7.6. Disabling Authentication

It is also possible to disable authentication on specific services. All specified paths in the sections below are relative to $JBOSS_HOME.
Disabling Authentication for JMX Console:

To disable authentication for the JMX console, edit the following file and comment out the security-constraint section:

server/$CONFIG/deploy/jmx-console.war/WEB-INF/web.xml
The following fragment should be commented out:
<security-constraint>
    <web-resource-collection>
        <web-resource-name>HtmlAdaptor</web-resource-name>
        <description>An example security config that only allows
users with the
role JBossAdmin to access the HTML JMX console web application
        </description>
        <url-pattern>/*</url-pattern>
         <http-method>GET</http-method>
         <http-method>POST</http-method>
    </web-resource-collection>
    <auth-constraint>
        <role-name>JBossAdmin</role-name>
    </auth-constraint>
</security-constraint>

Disabling Authentication for Web Console:

To disable authentication for the Web console, edit the following file to comment out the security-constraint section:

server/$CONFIG/deploy/management/console-mgr.sar/web-console.war/WEB-INF/web.xml
The following fragment should be commented out:
<security-constraint>
    <web-resource-collection>
        <web-resource-name>HtmlAdaptor</web-resource-name>
        <description>An example security config that only allows
users with the role JBossAdmin to access the HTML JMX console web application
        </description>
        <url-pattern>/*</url-pattern>
        <http-method>GET</http-method>
        <http-method>POST</http-method>
    </web-resource-collection>
    <auth-constraint>
        <role-name>JBossAdmin</role-name>
    </auth-constraint>
</security-constraint>

Disabling Authentication for HTTP Invoker:

To disable authentication for the http invoker, JNDIFactory, EJBInvokerServlet, and JMXInvokerServlet need to be removed from the security realm in the file:

server/$CONFIG/deploy/httpha-invoker.sar/invoker.war/WEB-INF/web.xml
For example, the security-constraint element should look as follows:
<security-constraint>
    <web-resource-collection>
        <web-resource-name>HttpInvokers</web-resource-name>
        <description>An example security config that only allows 
users with the role HttpInvoker to access the HTTP invoker servlets
        </description>
        <url-pattern>/restricted/*</url-pattern>
        <http-method>GET</http-method>
        <http-method>POST</http-method>
    </web-resource-collection>
    <auth-constraint>
        <role-name>HttpInvoker</role-name>
    </auth-constraint>
    </security-constraint>

Disabling Authentication for JMX Invoker:

To disable authentication for the JMX invoker, edit the following file to comment out the security interceptor passthrough:

server/$CONFIG/deploy/jmx-invoker-service.xml
Locate the mbean section with the class org.jboss.jmx.connector.invoker.InvokerAdaptorService.
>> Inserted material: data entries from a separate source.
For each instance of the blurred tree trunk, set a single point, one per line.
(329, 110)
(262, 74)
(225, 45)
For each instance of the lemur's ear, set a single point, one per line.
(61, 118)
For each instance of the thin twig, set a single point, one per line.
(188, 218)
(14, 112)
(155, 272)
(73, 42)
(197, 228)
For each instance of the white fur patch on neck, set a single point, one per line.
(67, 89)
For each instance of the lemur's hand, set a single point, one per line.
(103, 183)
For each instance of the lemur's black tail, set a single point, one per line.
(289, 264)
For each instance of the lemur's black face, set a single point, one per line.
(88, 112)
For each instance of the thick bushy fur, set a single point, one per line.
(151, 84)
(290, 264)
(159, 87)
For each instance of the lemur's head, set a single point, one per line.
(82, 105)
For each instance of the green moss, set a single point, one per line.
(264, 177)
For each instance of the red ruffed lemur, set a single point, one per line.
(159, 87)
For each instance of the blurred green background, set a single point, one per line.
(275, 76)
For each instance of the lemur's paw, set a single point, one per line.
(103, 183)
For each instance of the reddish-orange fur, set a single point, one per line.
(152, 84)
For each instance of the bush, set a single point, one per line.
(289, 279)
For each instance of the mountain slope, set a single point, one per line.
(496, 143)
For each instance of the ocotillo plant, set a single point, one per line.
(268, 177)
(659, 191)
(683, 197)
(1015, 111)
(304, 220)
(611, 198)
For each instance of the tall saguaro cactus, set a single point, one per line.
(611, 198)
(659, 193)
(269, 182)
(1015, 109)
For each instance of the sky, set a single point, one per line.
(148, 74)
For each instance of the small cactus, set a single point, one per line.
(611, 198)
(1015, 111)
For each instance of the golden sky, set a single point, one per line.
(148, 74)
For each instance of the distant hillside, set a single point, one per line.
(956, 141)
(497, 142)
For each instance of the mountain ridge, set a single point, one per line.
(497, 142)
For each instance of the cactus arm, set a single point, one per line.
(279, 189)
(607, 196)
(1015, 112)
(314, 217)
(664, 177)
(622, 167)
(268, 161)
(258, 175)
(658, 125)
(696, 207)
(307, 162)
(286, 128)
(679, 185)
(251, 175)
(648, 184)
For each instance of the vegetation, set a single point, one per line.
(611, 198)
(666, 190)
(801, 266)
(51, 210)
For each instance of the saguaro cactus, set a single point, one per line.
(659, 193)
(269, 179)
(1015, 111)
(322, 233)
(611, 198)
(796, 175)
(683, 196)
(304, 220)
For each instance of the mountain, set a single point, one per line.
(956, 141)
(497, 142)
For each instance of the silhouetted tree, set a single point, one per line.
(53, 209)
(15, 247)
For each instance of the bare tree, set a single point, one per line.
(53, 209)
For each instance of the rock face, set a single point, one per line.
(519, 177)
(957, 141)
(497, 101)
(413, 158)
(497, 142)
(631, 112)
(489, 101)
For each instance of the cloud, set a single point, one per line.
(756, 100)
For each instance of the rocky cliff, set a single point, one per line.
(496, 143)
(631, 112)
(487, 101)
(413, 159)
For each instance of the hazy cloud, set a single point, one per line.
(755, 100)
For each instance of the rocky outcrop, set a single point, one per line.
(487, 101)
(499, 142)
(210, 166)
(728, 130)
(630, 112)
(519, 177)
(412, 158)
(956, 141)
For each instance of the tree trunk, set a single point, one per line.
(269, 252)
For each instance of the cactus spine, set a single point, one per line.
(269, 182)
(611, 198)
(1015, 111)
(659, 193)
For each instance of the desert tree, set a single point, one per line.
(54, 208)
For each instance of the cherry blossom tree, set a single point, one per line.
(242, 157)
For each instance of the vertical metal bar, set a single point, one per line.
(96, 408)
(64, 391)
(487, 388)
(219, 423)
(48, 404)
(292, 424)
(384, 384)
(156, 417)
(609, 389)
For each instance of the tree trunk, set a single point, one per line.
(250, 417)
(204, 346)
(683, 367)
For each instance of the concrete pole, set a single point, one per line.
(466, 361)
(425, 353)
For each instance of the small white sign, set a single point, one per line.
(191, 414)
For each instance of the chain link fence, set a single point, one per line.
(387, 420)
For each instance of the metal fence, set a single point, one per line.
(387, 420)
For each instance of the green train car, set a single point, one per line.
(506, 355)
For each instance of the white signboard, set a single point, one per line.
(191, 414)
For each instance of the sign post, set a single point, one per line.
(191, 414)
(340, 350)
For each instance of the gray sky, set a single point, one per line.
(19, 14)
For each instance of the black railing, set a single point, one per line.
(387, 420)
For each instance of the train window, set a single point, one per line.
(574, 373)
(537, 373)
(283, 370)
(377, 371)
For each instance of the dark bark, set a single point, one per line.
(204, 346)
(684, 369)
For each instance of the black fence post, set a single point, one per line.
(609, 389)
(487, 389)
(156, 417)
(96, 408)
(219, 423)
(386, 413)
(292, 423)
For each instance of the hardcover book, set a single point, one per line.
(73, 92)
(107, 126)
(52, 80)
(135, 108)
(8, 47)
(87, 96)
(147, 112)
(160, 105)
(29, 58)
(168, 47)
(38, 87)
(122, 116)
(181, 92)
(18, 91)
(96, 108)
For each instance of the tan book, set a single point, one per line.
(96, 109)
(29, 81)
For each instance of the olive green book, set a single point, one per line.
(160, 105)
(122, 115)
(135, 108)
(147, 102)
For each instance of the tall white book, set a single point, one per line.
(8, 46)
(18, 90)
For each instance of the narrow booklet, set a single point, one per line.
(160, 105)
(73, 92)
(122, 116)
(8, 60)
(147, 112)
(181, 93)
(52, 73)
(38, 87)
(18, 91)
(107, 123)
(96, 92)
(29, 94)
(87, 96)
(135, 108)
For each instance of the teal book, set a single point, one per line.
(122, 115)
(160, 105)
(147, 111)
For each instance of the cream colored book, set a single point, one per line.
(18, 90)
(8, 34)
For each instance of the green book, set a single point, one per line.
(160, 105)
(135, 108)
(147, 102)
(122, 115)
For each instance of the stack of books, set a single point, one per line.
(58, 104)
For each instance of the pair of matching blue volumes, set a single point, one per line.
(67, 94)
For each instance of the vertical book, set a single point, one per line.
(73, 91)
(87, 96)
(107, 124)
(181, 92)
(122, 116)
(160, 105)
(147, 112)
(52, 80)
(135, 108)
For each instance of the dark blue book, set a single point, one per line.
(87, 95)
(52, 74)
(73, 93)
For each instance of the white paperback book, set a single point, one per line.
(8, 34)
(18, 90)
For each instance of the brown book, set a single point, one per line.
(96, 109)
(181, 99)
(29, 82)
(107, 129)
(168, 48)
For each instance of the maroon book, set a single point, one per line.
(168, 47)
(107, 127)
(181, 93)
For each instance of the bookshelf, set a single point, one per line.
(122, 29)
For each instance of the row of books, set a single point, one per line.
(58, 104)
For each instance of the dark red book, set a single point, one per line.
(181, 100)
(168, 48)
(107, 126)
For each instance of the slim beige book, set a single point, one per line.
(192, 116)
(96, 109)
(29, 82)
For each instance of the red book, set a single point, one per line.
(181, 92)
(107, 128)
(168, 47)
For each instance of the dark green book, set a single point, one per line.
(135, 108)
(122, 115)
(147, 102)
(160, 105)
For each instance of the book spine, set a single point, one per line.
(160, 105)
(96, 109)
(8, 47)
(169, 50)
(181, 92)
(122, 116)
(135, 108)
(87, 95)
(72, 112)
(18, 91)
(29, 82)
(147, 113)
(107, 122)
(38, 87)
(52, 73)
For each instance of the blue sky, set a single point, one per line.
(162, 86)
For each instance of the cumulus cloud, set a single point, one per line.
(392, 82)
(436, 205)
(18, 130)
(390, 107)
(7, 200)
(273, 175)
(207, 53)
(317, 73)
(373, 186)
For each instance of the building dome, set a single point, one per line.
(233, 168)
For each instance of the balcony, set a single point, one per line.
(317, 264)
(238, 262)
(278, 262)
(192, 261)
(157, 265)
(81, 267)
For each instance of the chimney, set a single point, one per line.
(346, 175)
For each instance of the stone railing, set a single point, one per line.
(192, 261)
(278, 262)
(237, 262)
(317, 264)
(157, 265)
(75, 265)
In that section comment out the line that relates to authenticated users:
<descriptors>
    <interceptors>
        <!-- Uncomment to require authenticated users -->
        <interceptor code="org.jboss.jmx.connector.invoker.AuthenticationInterceptor"
                    securityDomain="java:/jaas/jmx-console"/>
        <!-- Interceptor that deals with non-serializable results -->
        <interceptor code="org.jboss.jmx.connector.invoker.SerializableInterceptor"
                    policyClass="StripModelMBeanInfoPolicy"/>
    </interceptors>
</descriptors>

Warning

Disabling authentication results in full administrator level access to the JBoss installation. A user connecting to a server with authentication disabled is permitted to run any code they choose on the server.